Meet the first genetically modified reptiles

They are albino lizards, as small as an index finger, that can help understand albinism.

The University of Georgia has given birth to the first reptiles genetically modified by humans. Newborns are albino lizards the size of an index finger and with red eyes. The intention of the scientists is that the small reptiles serve to investigate the visual defects associated to the albinism of the people. The reptiles chosen for the experiment are a Caribbean species known as chipojo lizards or brown anolis, according to El País.

The method they have used to edit the reptile genome has been the acronym CRISPR. These acronyms identify repetitions that are created in the DNA of the archaea (microorganisms similar to bacteria) and the bacteria in which viral attack information is stored. When a virus attacks again, the microbes already have the information in their DNA and recognize and attack directly thanks to molecular scissors.

There are many laboratories that use this method of cutting to edit the genome by cutting it and adding information to the DNA. One of the most popular cases was that of the two genetically modified embryos born in China last year, from the experiment two twin girls were born who are supposed to be immune to the AIDS virus.

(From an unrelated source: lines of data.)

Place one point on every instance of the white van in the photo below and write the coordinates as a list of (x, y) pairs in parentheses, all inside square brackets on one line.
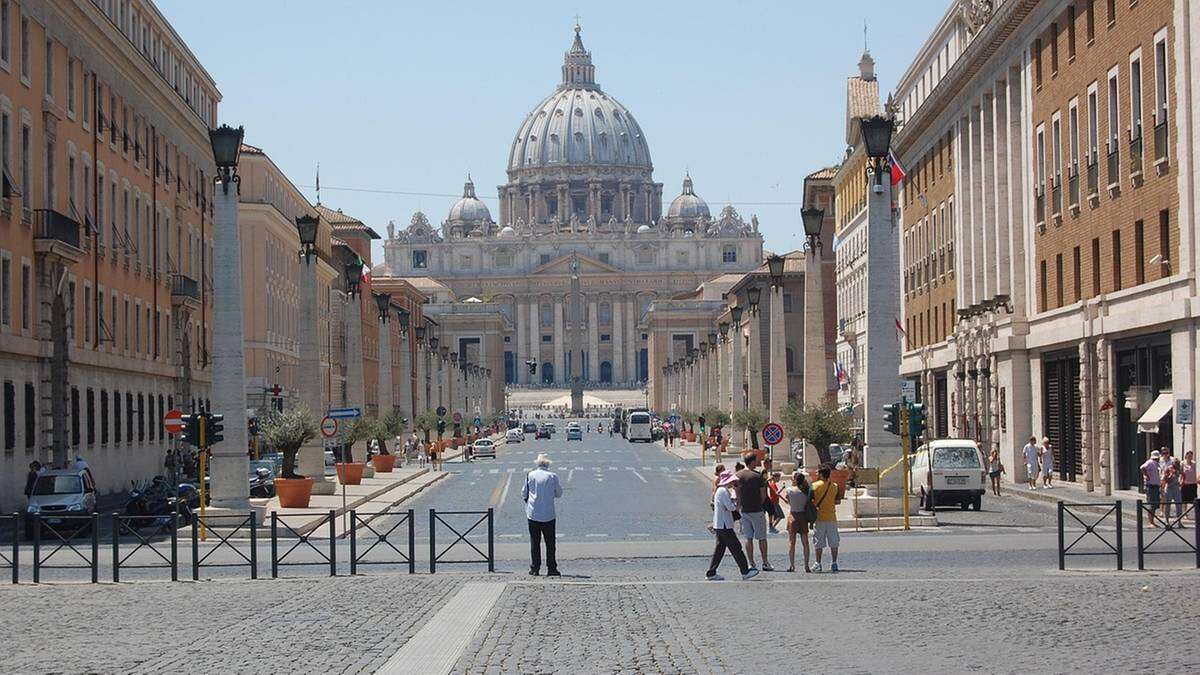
[(639, 428), (949, 471)]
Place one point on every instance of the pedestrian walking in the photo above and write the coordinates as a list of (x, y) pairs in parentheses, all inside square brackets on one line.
[(995, 470), (799, 515), (753, 505), (540, 490), (1032, 464), (1047, 454), (1170, 473), (825, 530), (1151, 481), (1188, 491), (725, 514)]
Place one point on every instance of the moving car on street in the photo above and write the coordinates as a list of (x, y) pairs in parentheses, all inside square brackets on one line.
[(484, 447), (574, 432), (949, 471)]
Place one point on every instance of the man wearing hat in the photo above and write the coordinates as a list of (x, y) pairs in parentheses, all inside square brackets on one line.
[(539, 493)]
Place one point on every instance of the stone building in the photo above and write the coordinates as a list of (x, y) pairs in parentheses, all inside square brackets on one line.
[(105, 237), (580, 185), (1048, 228)]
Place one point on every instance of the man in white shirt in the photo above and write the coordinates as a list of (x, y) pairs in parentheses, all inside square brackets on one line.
[(1032, 467), (539, 493)]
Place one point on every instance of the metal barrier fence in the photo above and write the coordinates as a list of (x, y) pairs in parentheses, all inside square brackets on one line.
[(1170, 525), (65, 527), (11, 523), (235, 524), (382, 539), (484, 517), (301, 539), (166, 526), (1090, 527)]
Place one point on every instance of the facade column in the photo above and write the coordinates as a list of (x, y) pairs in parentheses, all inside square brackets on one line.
[(593, 362), (229, 465), (618, 339), (312, 455), (559, 350)]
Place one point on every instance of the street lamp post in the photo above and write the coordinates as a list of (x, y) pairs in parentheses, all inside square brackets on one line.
[(312, 454), (229, 467), (883, 305)]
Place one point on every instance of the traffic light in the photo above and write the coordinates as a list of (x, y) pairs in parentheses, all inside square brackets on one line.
[(191, 432), (215, 430), (892, 418), (917, 420)]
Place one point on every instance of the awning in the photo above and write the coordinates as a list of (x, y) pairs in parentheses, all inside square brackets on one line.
[(1149, 422)]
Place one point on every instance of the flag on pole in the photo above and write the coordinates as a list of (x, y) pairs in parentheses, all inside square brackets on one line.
[(898, 172)]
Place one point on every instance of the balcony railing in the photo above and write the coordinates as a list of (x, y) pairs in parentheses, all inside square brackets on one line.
[(183, 286), (51, 225), (1161, 150)]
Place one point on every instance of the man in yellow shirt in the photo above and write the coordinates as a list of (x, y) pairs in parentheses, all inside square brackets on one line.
[(825, 530)]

Due to the reproductive biology of reptiles, the same method that was used in the case of twins cannot be used, in which the embryo of a few cells was modified in the laboratory and then implanted in the mother. In the case of reptiles, it is practically impossible to follow this process.

The method they have used has been to directly access the ovaries of the lizards and modify them by injecting the CRISPR scissors. The modification made by the scissors was to mutate the tyrosinase gene, something very similar to what happens in people with albinism.

People with certain types of albinism have poor visual acuity. The cause of this is the fovea, which does not exist or is underdeveloped. Here is the key to why species like mice have not been used: rodents have no fovea. This is the reason for the use of these small lizards.

Although reptiles’ foveas are very different from humans, they are confident that they can be used to study the cause and solution to the genetic alteration.